= David Sarsfield =

Irish soldier

David Sarsfield (1663–1710) was an Irish soldier noted for his service in the Jacobite Army during the Williamite War in Ireland. After going into exile as part of the Flight of the Wild Geese, he later served in the Spanish Army. He was killed at the Battle of Villaviciosa in 1710.

He was the son of David Sarsfield, 3rd Viscount Sarsfield and Elizabeth de Courcy, and the younger brother of Dominick Sarsfield, 4th Viscount Sarsfield, part of a prominent County Limerick family of Old English descent who had remained Roman Catholic. Both he and his elder brother served in the Irish Army of James II between 1689 and 1691. After the Treaty of Limerick ended the war, they went into exile in France. After first living in France, David Sarsfield subsequently went to Spain where he was made Governor of the strategic fortress of Badajoz.

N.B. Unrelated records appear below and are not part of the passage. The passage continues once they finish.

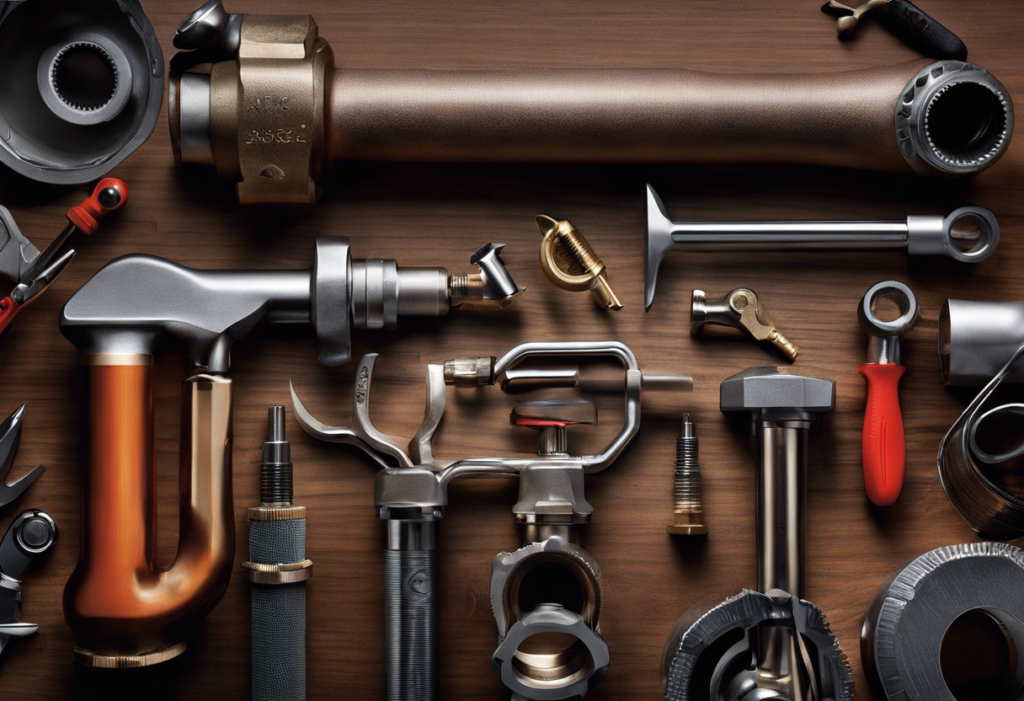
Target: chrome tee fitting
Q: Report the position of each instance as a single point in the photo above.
(549, 585)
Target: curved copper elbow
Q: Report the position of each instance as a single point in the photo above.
(125, 610)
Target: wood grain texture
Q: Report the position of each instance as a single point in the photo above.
(430, 215)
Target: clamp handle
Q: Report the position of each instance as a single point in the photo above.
(109, 195)
(884, 441)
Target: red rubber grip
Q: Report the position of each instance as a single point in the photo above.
(884, 442)
(8, 310)
(88, 215)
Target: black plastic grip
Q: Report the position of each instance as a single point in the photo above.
(279, 614)
(411, 619)
(922, 32)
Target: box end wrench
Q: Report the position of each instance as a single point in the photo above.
(884, 441)
(919, 235)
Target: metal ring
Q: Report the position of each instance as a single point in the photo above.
(905, 300)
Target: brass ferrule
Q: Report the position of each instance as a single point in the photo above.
(469, 371)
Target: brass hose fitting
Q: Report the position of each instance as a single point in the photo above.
(569, 262)
(741, 308)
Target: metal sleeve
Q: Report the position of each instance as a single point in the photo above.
(628, 116)
(279, 614)
(410, 581)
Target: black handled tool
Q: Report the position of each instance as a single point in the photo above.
(32, 534)
(907, 22)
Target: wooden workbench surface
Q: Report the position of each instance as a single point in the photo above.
(438, 215)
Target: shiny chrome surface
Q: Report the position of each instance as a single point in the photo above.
(919, 235)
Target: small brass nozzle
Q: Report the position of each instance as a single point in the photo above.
(569, 262)
(688, 512)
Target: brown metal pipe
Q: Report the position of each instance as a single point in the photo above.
(631, 116)
(125, 610)
(272, 112)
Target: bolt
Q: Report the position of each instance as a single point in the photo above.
(688, 513)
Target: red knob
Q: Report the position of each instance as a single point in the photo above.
(110, 195)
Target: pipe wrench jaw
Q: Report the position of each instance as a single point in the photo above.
(10, 437)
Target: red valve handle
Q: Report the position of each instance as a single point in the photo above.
(884, 443)
(110, 195)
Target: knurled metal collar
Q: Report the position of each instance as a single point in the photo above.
(961, 87)
(260, 573)
(92, 659)
(276, 513)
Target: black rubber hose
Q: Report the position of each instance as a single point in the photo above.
(410, 581)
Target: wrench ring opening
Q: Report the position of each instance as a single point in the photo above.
(972, 234)
(906, 303)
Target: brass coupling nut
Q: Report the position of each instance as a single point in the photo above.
(569, 262)
(259, 116)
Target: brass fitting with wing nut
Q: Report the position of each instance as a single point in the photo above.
(569, 262)
(740, 309)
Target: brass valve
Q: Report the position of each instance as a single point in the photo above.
(740, 309)
(569, 262)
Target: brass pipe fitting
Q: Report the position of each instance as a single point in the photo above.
(569, 262)
(272, 113)
(739, 309)
(688, 501)
(124, 609)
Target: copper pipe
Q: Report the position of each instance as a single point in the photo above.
(125, 610)
(272, 112)
(632, 116)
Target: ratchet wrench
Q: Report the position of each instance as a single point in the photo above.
(919, 235)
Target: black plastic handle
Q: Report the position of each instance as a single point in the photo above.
(922, 32)
(32, 534)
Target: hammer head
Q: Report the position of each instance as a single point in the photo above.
(772, 392)
(656, 244)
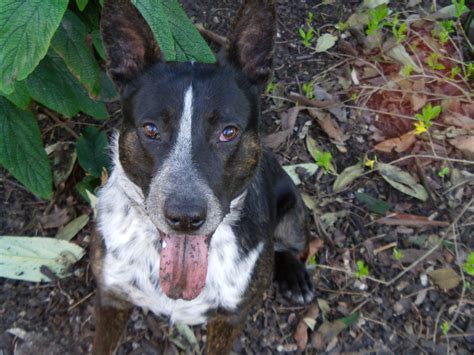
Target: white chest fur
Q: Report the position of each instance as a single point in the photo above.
(132, 262)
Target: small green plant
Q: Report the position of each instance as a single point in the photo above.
(376, 16)
(407, 70)
(271, 87)
(308, 90)
(469, 264)
(307, 36)
(433, 62)
(459, 7)
(362, 269)
(397, 254)
(398, 30)
(455, 71)
(428, 114)
(445, 328)
(443, 172)
(323, 160)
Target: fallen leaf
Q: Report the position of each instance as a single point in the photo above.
(311, 169)
(374, 205)
(275, 140)
(325, 42)
(58, 218)
(400, 144)
(402, 219)
(402, 181)
(347, 176)
(465, 144)
(23, 258)
(307, 322)
(400, 55)
(72, 228)
(446, 278)
(329, 330)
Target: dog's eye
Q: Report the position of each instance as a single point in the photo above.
(151, 131)
(228, 133)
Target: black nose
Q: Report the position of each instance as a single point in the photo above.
(184, 216)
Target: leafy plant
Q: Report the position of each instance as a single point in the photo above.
(376, 17)
(362, 269)
(428, 113)
(433, 62)
(469, 264)
(397, 254)
(51, 54)
(308, 90)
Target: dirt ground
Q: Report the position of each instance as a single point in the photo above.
(403, 315)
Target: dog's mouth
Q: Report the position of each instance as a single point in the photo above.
(183, 265)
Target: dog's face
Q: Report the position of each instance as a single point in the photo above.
(189, 138)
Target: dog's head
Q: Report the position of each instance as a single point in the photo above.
(189, 138)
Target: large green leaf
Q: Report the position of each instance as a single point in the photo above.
(188, 42)
(154, 14)
(52, 85)
(32, 258)
(20, 97)
(21, 149)
(70, 43)
(92, 151)
(26, 28)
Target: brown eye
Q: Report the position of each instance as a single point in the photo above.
(151, 131)
(228, 133)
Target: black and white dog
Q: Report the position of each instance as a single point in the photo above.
(196, 217)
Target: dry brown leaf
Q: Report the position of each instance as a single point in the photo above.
(402, 219)
(458, 120)
(301, 332)
(400, 144)
(58, 218)
(275, 140)
(446, 278)
(464, 143)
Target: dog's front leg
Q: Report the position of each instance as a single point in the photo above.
(111, 320)
(221, 334)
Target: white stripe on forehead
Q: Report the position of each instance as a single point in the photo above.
(183, 145)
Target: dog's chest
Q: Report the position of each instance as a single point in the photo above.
(131, 264)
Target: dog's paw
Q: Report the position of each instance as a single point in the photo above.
(293, 280)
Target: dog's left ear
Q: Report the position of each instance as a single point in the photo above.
(251, 41)
(128, 41)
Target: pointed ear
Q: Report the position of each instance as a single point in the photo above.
(128, 40)
(251, 41)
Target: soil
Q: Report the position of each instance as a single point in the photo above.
(400, 316)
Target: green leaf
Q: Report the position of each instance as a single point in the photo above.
(402, 181)
(22, 258)
(72, 228)
(92, 151)
(154, 14)
(81, 4)
(311, 168)
(188, 42)
(70, 43)
(52, 85)
(21, 149)
(26, 29)
(98, 45)
(20, 97)
(374, 205)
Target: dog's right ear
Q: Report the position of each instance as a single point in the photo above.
(128, 41)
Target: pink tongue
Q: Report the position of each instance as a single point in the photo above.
(183, 265)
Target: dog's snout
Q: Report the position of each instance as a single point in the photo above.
(185, 216)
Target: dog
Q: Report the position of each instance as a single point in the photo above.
(196, 218)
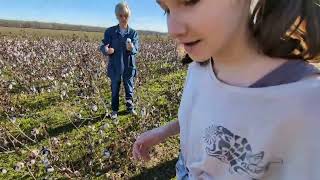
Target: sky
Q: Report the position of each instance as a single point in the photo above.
(146, 14)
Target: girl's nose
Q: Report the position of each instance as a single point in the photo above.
(176, 27)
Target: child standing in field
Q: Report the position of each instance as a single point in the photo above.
(252, 110)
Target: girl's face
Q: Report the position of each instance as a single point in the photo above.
(206, 27)
(123, 18)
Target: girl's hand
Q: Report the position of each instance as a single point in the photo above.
(109, 50)
(130, 46)
(144, 143)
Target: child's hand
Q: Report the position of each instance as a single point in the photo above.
(130, 46)
(109, 50)
(144, 143)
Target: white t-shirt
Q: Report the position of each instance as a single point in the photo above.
(236, 133)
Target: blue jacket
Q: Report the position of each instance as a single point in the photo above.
(122, 62)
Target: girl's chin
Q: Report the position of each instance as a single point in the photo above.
(199, 58)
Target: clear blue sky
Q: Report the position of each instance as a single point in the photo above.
(146, 15)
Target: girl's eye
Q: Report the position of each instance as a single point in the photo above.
(190, 2)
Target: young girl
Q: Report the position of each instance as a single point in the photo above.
(252, 110)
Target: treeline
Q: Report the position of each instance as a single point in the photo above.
(59, 26)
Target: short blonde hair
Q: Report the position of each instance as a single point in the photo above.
(122, 7)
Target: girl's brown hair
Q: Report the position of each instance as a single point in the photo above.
(287, 28)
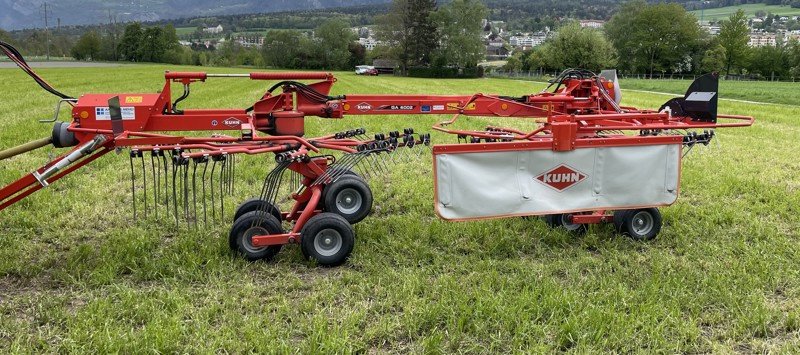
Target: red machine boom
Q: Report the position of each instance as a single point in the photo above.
(589, 160)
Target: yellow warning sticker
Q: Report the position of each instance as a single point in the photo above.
(456, 106)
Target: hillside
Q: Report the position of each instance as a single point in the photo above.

He is said to have had eight children, two sons and six daughters, with his wife, Marie d'Athboy. His daughter Catalina Sarsfield married a German adventurer Theodore von Neuhoff, who later briefly ruled the Kingdom of Corsica. She is sometimes mistakenly said to be the daughter of the Jacobite hero Patrick Sarsfield, although he was only a distant cousin.

==Bibliography==
- Gasper, Julia. Theodore Von Neuhoff, King of Corsica: The Man Behind the Legend. Rowman & Littlefield, 2013.